I'm not sure I would've ever paid much attention to these knee-high fences if I hadn't learned that they have a name all their own in Russian - ograzhdeniye [ограждение]. The word an English-speaker will most likely offer is "fence", but how semantically imprecise! Our fences can be white picket or chain link or barbed wire or cement. The ograzhdeniye, meanwhile, is something specific: a low barrier, more decorative then functional, and nearly always iron. Let me pose an absurd chicken-or-the-egg. Does the ograzhdeniye get its own name because it was used more often in Russian/Soviet landscaping, or was it used more because it had its own name? An American designer would have to call for "that short metal fence the Russian like!" His lackey would stumble and consult his catalog before hesitating: "This one, or this one?" Over here, meanwhile, landscape architects have ordered the things by the thousands: "Just get me an ograzhdeniye, dammit!"

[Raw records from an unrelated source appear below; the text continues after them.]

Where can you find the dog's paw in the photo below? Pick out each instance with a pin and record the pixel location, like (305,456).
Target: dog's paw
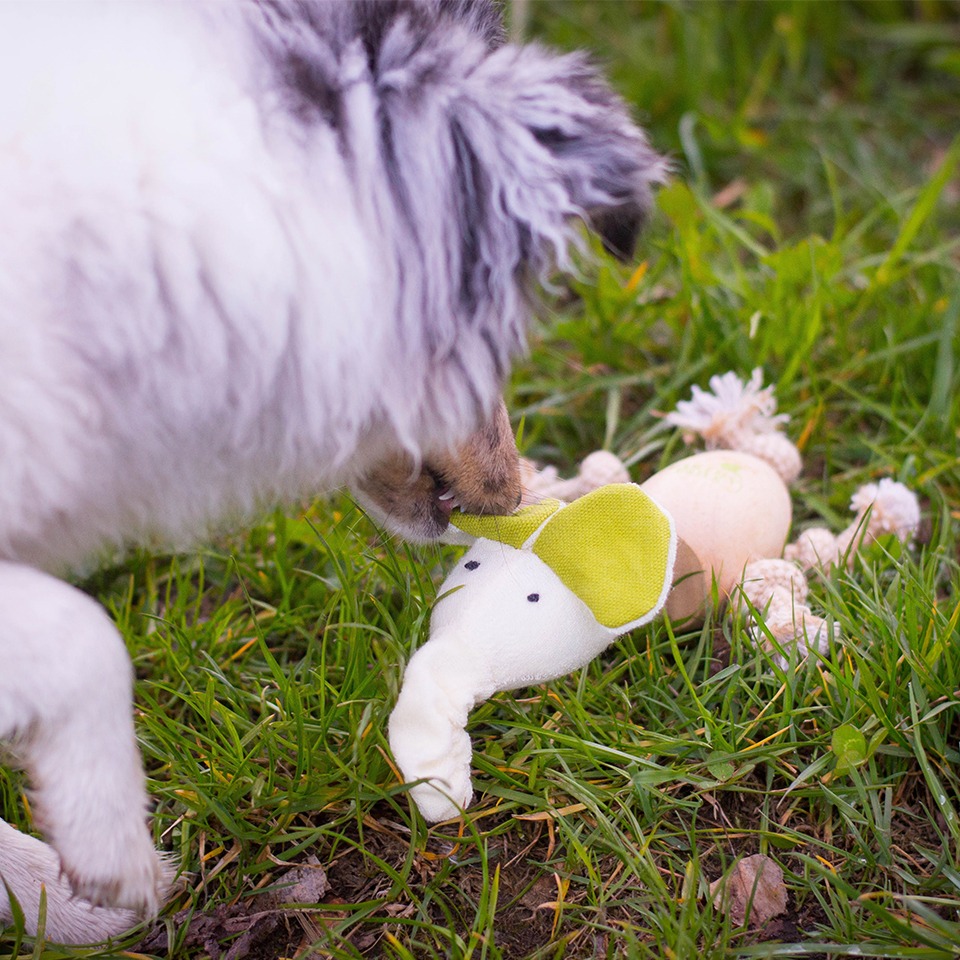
(110,869)
(32,871)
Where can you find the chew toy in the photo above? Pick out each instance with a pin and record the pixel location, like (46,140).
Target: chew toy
(542,592)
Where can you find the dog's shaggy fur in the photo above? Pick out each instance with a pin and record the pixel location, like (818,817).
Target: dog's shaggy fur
(247,252)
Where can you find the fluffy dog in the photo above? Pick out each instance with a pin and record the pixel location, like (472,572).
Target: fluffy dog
(250,251)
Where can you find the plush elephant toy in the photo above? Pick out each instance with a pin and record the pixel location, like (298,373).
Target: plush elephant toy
(538,595)
(544,591)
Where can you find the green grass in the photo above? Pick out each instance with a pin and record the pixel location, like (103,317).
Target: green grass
(812,230)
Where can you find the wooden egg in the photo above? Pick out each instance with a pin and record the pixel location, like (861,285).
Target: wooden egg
(729,508)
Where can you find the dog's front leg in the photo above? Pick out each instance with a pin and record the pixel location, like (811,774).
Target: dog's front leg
(66,714)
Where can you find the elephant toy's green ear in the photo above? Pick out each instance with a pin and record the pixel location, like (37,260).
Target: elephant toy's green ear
(614,548)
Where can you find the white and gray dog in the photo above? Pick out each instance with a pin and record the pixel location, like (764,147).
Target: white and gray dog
(250,251)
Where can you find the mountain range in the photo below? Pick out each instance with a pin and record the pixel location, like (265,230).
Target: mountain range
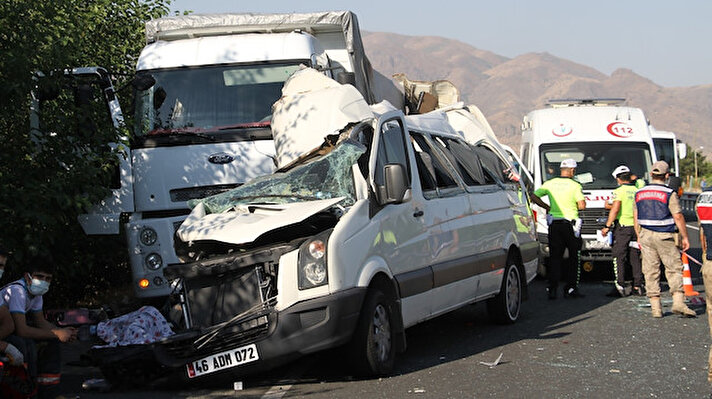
(505,89)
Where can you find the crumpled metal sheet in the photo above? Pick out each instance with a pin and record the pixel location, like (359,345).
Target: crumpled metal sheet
(313,106)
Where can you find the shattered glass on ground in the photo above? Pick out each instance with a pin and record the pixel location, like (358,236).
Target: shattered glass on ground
(326,177)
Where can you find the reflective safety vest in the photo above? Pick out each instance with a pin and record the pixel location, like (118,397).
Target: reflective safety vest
(653,203)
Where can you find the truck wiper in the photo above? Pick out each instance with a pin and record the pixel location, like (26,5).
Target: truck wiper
(247,125)
(297,196)
(183,132)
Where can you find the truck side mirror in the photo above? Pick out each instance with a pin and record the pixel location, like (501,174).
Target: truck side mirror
(396,183)
(681,150)
(346,78)
(674,183)
(143,81)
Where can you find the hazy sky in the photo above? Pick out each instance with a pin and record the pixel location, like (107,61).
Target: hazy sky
(665,41)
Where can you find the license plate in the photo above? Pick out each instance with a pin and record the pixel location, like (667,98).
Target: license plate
(222,360)
(593,244)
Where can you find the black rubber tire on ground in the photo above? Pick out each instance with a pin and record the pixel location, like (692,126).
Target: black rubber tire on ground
(373,344)
(505,307)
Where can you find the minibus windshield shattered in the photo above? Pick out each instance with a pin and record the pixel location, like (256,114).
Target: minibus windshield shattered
(326,177)
(216,98)
(596,161)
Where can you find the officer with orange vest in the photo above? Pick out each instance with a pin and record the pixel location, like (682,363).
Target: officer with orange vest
(656,214)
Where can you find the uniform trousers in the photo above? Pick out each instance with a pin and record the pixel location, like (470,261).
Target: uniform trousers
(561,238)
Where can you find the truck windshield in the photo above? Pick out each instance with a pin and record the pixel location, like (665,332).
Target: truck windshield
(329,176)
(215,98)
(596,161)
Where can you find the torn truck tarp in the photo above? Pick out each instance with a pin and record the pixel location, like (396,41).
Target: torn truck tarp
(243,214)
(313,106)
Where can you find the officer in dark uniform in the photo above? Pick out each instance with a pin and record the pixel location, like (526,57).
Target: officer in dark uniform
(565,200)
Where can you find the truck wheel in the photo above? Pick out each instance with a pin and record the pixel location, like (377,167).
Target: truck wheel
(374,338)
(504,308)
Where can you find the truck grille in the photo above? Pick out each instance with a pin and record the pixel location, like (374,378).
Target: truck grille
(593,219)
(186,194)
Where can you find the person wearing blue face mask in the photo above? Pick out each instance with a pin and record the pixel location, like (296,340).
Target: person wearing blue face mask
(36,338)
(13,355)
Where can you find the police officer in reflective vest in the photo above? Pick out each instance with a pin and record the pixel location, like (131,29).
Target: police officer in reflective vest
(656,214)
(620,221)
(704,218)
(566,199)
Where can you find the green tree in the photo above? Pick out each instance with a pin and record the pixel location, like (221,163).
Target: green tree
(44,188)
(687,165)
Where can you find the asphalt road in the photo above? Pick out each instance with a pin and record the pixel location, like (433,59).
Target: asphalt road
(590,347)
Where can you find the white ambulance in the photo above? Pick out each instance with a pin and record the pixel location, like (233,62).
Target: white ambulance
(599,134)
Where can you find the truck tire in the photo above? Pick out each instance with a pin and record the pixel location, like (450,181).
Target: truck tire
(373,345)
(504,308)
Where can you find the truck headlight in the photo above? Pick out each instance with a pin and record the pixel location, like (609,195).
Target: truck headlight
(148,236)
(312,262)
(154,261)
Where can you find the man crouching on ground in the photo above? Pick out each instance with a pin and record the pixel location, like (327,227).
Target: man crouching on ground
(34,336)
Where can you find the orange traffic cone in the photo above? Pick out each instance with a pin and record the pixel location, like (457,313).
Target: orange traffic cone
(687,277)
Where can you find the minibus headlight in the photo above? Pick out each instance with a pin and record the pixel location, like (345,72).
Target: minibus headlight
(312,269)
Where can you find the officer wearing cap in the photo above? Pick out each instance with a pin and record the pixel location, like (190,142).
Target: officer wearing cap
(565,200)
(620,220)
(656,213)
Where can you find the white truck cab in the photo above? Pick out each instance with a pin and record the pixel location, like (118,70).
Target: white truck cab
(599,134)
(204,90)
(388,221)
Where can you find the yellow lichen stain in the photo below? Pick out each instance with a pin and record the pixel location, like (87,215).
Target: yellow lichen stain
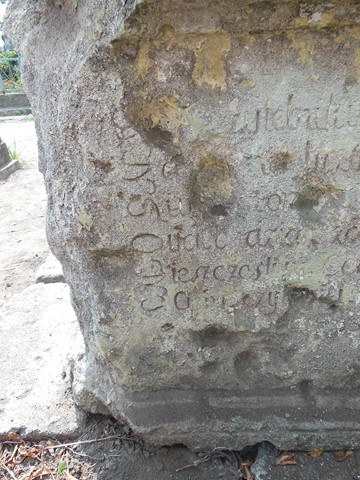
(213,177)
(208,48)
(163,112)
(209,67)
(305,46)
(348,33)
(315,21)
(248,38)
(143,61)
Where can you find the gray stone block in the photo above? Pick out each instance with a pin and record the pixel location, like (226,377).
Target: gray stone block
(50,271)
(202,170)
(39,341)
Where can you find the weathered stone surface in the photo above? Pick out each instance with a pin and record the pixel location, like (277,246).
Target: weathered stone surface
(202,172)
(50,271)
(39,340)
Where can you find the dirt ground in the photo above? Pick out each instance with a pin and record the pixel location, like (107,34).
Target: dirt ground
(107,450)
(23,245)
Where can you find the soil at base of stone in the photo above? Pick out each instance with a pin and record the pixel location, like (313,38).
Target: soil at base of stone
(110,451)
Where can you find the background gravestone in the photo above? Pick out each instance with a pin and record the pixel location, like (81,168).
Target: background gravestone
(202,166)
(7,166)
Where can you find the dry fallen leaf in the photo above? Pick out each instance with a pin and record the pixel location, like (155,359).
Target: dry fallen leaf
(14,437)
(32,452)
(286,458)
(69,476)
(13,455)
(341,455)
(317,452)
(32,474)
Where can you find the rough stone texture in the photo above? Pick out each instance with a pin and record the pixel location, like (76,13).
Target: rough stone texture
(36,355)
(202,171)
(50,271)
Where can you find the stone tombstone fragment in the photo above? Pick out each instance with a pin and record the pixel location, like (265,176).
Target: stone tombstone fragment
(202,163)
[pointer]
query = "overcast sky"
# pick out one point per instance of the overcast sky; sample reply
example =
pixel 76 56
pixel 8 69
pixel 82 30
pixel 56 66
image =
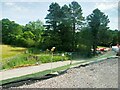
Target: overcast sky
pixel 23 11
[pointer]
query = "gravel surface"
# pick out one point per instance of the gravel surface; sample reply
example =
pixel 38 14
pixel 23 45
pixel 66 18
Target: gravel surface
pixel 99 75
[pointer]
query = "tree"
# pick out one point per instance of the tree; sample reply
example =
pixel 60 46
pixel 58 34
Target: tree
pixel 97 21
pixel 53 21
pixel 10 30
pixel 34 31
pixel 76 19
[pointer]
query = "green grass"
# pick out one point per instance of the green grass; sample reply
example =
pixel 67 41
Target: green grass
pixel 40 74
pixel 9 51
pixel 35 75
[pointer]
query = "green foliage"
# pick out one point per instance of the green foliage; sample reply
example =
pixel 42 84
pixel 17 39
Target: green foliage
pixel 97 21
pixel 31 59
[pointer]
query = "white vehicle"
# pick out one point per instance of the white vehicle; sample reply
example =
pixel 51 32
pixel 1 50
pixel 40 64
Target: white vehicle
pixel 115 48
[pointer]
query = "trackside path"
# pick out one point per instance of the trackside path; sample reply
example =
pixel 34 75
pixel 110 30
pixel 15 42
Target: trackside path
pixel 7 74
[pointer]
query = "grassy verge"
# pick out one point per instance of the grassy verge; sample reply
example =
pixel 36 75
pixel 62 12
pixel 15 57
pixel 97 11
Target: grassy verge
pixel 39 74
pixel 9 51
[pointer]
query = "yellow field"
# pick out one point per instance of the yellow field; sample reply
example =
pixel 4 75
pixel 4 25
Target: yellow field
pixel 9 51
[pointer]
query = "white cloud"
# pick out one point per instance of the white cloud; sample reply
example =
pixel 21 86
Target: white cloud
pixel 106 6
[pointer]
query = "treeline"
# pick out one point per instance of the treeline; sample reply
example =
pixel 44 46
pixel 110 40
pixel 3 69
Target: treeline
pixel 66 29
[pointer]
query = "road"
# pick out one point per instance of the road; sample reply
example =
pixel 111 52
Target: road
pixel 7 74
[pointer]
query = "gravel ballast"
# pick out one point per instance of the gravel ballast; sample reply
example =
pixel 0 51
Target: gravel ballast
pixel 98 75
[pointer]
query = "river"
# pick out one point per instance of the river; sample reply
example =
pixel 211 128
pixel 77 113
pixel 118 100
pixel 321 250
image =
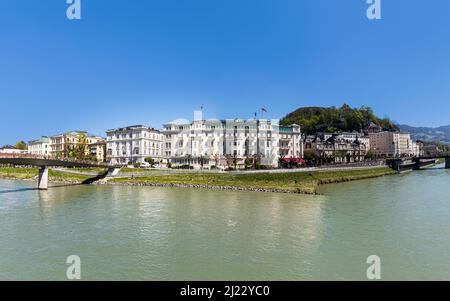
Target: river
pixel 151 233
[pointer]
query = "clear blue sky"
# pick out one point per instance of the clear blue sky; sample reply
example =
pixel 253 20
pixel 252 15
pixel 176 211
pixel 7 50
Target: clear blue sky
pixel 151 61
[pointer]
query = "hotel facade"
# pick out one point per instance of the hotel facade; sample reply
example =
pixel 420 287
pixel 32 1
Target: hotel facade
pixel 231 143
pixel 40 147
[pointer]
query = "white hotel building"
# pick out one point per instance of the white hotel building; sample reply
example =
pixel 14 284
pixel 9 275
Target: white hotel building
pixel 133 144
pixel 207 143
pixel 40 147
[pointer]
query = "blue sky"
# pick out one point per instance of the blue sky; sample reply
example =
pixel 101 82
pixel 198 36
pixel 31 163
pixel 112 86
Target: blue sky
pixel 151 61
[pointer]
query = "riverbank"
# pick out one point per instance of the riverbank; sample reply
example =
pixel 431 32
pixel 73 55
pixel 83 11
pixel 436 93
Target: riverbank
pixel 305 182
pixel 295 182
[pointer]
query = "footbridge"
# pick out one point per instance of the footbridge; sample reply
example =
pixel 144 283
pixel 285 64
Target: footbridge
pixel 44 164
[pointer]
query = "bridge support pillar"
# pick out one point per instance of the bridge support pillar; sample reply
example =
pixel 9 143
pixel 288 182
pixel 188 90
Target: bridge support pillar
pixel 112 172
pixel 43 178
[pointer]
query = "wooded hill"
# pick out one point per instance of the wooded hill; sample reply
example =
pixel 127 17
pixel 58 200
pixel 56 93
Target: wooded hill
pixel 332 119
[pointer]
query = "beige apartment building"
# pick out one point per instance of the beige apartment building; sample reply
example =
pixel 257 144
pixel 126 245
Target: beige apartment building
pixel 40 147
pixel 394 144
pixel 339 147
pixel 132 144
pixel 62 145
pixel 97 150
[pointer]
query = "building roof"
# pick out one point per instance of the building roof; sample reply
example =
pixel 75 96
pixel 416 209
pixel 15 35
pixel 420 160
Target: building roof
pixel 131 127
pixel 8 146
pixel 43 139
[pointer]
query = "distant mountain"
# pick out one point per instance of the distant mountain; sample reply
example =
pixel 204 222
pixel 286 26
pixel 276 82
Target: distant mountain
pixel 441 133
pixel 332 119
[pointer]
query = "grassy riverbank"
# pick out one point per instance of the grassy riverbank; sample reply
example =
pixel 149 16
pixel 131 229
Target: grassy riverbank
pixel 30 173
pixel 297 182
pixel 293 182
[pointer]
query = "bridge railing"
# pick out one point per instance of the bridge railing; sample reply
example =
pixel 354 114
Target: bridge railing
pixel 43 157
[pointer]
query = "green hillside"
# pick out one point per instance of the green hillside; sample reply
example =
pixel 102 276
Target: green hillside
pixel 332 119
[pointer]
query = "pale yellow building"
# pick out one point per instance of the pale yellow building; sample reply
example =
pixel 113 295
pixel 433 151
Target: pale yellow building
pixel 63 145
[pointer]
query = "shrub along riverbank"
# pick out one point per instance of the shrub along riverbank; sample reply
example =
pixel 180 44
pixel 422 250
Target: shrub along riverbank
pixel 294 182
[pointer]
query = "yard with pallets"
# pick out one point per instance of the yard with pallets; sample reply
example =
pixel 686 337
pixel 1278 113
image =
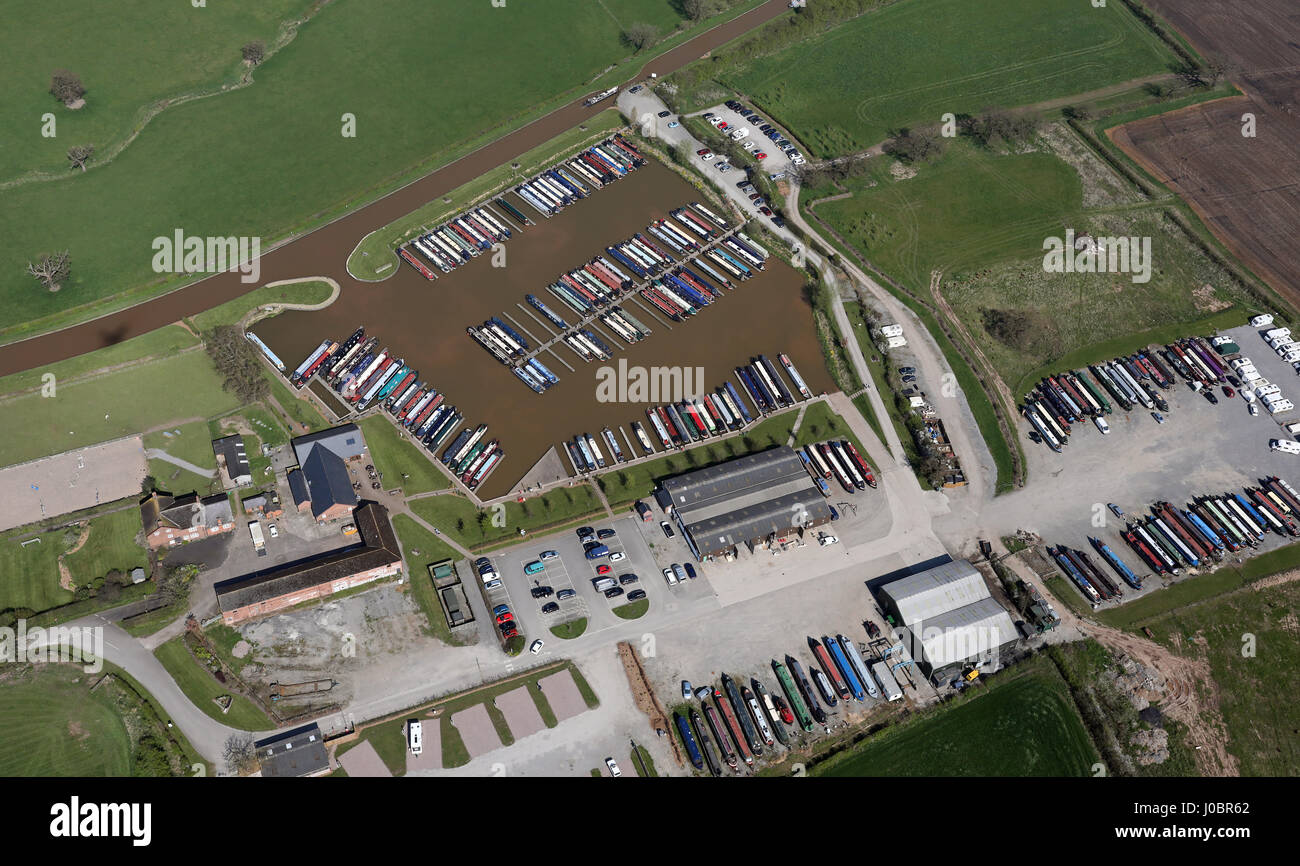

Besides the useful name, I also got on the ograzhdeniye trail because the center of Almaty is dominated by the same cast-iron fence, running along sidewalks, circling parks, popping up anywhere a short little barrier might be needed. I've named it after the little ornamental tchotchkes that top every post: The Ambiguous Flowerbud. These baby flowers are so ubiquitous that they even pop up on people's private gates, as if they were sold in some ograzhdeniye fire sale. But what are they? When saddled with embarassing questions about things most people don't care about, I usually turn to Reddit, but the flower identification forum couldn't identify it. To me, it looks like a piranha plant from Super Mario; to others, it looks more Freudian. Faced with such confusion, we can at least take comfort in learning the name for such a column-topping decoration. Also found on bedposts and curtain rods, it's called a finial.
The Ambiguous Flowerbud must be Almaty's most famous fencelet, but there are plenty of other cast iron dividers to be found. They come in various patterns, some vaguely modeled off of Kazakh symbols, others seemingly used in other Soviet cities too. Then some of them look quite new, suggesting the thickset ograzhdaniye is a living radition. To the Soviet fence's credit, it's often hard to tell the age of these things, as the cast iron is so sturdy (and easily repaintable) that structures a half-century old look super fresh and stylish. These short little fences, it seems, might survive forever, protecting Kazakh lawns far into the future.